Liberating Rap With Jazz Sound : Freestyle Fellowship Adds Riffs to Rhymes


Lots of people are pointing these days to Freestyle Fellowship as the most ambitious of all the new jazz-influenced rap groups.

And you certainly won’t get an argument on the point from Michael (Mikah 9) Troy, the leader of the Los Angeles group whose major label debut has been released by Island Records.

“We’re not dealing in false humility now,” laughs Troy, sipping a soft drink in a restaurant down the street from the West Hollywood office of Island Records.

“We need people to find out about us, so I’m here to blow our horn-- loud. We dare to be different. We look for the unique way, for the road nobody else has traveled. Nobody else--except maybe Pharcyde--is doing now.”


Most rappers’ explorations of jazz--from New York’s Digable Planets to Atlanta’s Arrested Development--amounts to rapping over jazz instrumentals, either live or sampled.

Freestyle does something much trickier: incorporating jazz rhythms into its raps, which have the improvisational ebb and flow and the random explosiveness of a jazz solo. Often the group sounds like a ‘90s version of those ‘50s Beat poets.

“Those standard sing-song raps are too easy and no challenge at all,” says Troy, 21, who works with Ornette (Jupiter) Glenn, Edwin (Aceyalone) Hayes, Mtulazaji (Peace) Davis and Kiilu (DJ Kiilu) Beckwith. “We do double-time passages and runs and riffs. We improvise and play off of each other’s words and sounds--like jazz musicians do.”

Heroes of the L.A. underground since 1990 when they first got together, Freestyle is finally edging into the pop limelight with its first major label album, “Innercity Griots.” The title is somewhat misleading. The band doesn’t get into political or social commentary about the Los Angeles riots.

“There’s no real message--no attempts at profundity,” Troy says. “We address the homeless issue on a song like ‘Park Bench People.’ But we’re not into messages. People may say that we should talk more about what the gangsta rappers talk about, but we’ll leave that to those rappers. We’d rather broaden our musical horizons than complain.”

Pressed to catagorize the group, Troy, after a long silence, says: “What we are is liberators, liberating rap from its R&B;/funk structures--that 4/4 (time) prison. We use all sorts of time signatures. We explore like crazy.”

Like much cutting-edge material, Freestyle’s songs aren’t for everyone. Rap fans accustomed to popular artists like Dr. Dre and the Geto Boys may not have the patience for Freestyle’s fanciful flights. That’s why the group’s primary forum is stations that tend toward adventurous programming.

Troy, who was raised by his mother in Los Angeles’ South-Central district, has been rapping since he was a sixth-grader. “I always felt I had a calling,” said Troy, who went to Dorsey High with Glenn. “It was the only way to release the wild feelings in me. Music seemed to be the way to do it but other forms of music were too expensive. I couldn’t afford special schools or instruments. You can teach yourself to rap.”


As for influences, Troy cites a wide range of artists, from singer Abbey Lincoln and poets such as the Last Poets to jazzmen Miles Davis and John Coltrane.

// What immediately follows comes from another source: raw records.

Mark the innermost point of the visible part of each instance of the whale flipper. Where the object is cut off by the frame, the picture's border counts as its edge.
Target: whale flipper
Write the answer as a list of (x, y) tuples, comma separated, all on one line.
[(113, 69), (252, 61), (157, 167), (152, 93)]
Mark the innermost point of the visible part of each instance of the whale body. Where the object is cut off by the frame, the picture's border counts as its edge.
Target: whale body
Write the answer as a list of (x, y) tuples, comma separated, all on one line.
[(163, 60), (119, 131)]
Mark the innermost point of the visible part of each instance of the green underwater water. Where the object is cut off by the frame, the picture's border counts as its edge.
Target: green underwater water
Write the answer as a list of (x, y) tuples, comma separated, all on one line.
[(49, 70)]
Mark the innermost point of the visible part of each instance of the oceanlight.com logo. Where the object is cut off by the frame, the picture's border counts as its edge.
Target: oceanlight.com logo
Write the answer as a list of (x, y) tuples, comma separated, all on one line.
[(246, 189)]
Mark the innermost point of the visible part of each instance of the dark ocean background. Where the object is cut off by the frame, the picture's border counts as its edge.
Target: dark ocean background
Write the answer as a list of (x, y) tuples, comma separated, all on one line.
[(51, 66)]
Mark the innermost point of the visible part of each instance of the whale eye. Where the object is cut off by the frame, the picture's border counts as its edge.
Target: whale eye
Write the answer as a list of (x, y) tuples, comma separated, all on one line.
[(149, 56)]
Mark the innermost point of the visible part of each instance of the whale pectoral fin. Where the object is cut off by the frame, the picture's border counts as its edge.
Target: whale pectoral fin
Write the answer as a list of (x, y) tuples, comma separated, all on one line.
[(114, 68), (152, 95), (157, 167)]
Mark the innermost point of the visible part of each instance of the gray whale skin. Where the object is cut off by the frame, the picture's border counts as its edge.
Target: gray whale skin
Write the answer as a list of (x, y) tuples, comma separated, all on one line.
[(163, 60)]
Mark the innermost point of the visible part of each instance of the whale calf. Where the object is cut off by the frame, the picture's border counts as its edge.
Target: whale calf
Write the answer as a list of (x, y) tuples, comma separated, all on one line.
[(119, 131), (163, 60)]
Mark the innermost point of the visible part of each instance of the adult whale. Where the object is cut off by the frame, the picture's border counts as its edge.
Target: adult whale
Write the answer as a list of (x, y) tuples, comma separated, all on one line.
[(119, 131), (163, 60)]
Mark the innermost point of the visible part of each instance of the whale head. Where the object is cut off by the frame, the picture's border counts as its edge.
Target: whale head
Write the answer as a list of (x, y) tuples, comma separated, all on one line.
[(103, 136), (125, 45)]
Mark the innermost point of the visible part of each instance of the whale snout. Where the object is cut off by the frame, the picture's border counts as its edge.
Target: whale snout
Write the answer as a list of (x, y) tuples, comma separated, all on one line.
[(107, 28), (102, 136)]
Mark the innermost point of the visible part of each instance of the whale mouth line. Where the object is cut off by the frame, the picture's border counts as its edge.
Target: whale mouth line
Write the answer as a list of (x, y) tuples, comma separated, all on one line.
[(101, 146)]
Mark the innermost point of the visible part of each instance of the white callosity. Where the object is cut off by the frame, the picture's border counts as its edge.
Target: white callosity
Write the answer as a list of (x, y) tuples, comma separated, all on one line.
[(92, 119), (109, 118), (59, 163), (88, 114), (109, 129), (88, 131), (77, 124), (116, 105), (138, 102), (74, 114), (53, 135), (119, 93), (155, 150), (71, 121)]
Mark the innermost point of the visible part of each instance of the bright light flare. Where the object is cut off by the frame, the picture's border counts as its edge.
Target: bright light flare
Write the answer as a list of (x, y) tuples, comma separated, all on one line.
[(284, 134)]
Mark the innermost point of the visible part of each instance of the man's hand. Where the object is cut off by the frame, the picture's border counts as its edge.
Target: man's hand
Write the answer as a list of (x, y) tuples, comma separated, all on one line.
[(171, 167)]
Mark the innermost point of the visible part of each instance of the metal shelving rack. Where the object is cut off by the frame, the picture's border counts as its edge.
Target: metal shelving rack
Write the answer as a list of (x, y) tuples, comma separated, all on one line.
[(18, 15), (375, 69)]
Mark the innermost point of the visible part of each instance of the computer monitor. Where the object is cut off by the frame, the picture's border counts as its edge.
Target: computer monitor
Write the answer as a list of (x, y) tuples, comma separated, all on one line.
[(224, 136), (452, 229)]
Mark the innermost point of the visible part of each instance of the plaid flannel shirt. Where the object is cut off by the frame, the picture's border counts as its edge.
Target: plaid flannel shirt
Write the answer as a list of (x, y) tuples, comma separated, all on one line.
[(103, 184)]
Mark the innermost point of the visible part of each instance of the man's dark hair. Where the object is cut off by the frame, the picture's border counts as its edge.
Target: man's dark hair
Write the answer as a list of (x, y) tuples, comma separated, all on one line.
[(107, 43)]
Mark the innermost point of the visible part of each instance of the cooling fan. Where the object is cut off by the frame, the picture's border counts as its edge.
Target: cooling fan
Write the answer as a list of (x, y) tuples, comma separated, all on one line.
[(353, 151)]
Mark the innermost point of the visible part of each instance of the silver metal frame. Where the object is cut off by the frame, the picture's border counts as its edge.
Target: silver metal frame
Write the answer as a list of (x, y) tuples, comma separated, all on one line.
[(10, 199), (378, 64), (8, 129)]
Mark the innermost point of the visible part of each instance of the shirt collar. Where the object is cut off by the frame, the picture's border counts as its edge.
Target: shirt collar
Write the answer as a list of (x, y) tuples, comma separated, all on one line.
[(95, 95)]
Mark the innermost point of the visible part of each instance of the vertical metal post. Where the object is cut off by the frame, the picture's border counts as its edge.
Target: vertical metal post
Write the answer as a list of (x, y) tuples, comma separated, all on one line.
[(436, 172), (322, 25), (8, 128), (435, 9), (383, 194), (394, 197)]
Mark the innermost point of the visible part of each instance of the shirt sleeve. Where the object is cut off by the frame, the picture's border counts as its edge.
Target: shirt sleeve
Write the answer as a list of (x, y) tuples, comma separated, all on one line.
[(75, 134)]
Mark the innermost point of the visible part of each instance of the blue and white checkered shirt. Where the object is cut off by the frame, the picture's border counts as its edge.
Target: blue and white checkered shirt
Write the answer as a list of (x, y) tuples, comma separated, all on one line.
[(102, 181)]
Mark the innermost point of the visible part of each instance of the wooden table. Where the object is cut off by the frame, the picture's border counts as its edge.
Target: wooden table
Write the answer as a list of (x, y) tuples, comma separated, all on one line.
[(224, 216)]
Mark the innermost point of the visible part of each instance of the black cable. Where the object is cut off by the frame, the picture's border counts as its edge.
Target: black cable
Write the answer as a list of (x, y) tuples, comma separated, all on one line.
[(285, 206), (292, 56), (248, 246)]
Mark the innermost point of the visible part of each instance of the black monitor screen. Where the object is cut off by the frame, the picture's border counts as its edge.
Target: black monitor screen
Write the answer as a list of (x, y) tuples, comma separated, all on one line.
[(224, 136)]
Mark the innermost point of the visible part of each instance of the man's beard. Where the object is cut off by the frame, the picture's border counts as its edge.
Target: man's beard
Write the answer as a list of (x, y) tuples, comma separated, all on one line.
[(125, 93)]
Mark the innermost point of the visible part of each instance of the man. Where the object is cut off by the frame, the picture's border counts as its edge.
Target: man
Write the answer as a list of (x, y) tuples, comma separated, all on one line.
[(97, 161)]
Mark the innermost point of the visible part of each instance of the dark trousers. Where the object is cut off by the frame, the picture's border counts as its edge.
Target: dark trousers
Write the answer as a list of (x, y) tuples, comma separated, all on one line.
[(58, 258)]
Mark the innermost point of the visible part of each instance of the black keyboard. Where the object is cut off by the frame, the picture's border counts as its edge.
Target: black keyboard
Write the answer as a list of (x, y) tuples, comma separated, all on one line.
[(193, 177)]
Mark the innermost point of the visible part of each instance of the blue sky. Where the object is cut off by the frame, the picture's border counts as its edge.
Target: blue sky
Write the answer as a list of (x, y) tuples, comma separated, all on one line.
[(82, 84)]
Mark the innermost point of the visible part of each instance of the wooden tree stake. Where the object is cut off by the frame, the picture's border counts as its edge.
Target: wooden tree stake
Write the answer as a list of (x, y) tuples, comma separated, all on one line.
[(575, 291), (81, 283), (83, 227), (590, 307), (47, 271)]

He also gets inspiration from an unusual source.

“It may sound funny, but a big motivator for me is birds,” he says. “When I come home late at night, there are finches and sparrows singing. I listen to the way they sing, the way their sounds blend. I try to duplicate in some way what they do.”

Hayes, who went to Van Nuys’ Birmingham High, and Glenn have been his rapping partners from the beginning, while Davis, from Watts’ Locke High, and Beckwith, of University High in West Los Angeles, joined them in 1990. With the Good Life Health Food Center, a South-Central community center, as its forum, the group began to take shape.

The group’s 1991 album, “To Whom It May Concern,” released through the band’s own label, Sunshine Music, enhanced Freestyle’s underground reputation and attracted major record companies, with the Island signing last year.


Though finally receiving mainstream recognition, there’s a cloud over Freestyle’s future. Glenn has been in jail for six weeks, facing an armed robbery charge in a West L.A. court. “If he can’t beat the rap, we’ll go on and do our best without him,” Troy says. “We’re pushing to be pioneers and we can’t stop for anything.”

While he admittedly glows with pride whenever Freestyle is acclaimed as a ground-breaking unit, Troy acknowledges that other artists, such as Stetsasonic and MC Jazz, have explored this terrain before. “But it was probably too soon for them,” he said. “Rap had to become more standardized before it was really time for it to branch out. I think now’s the time.”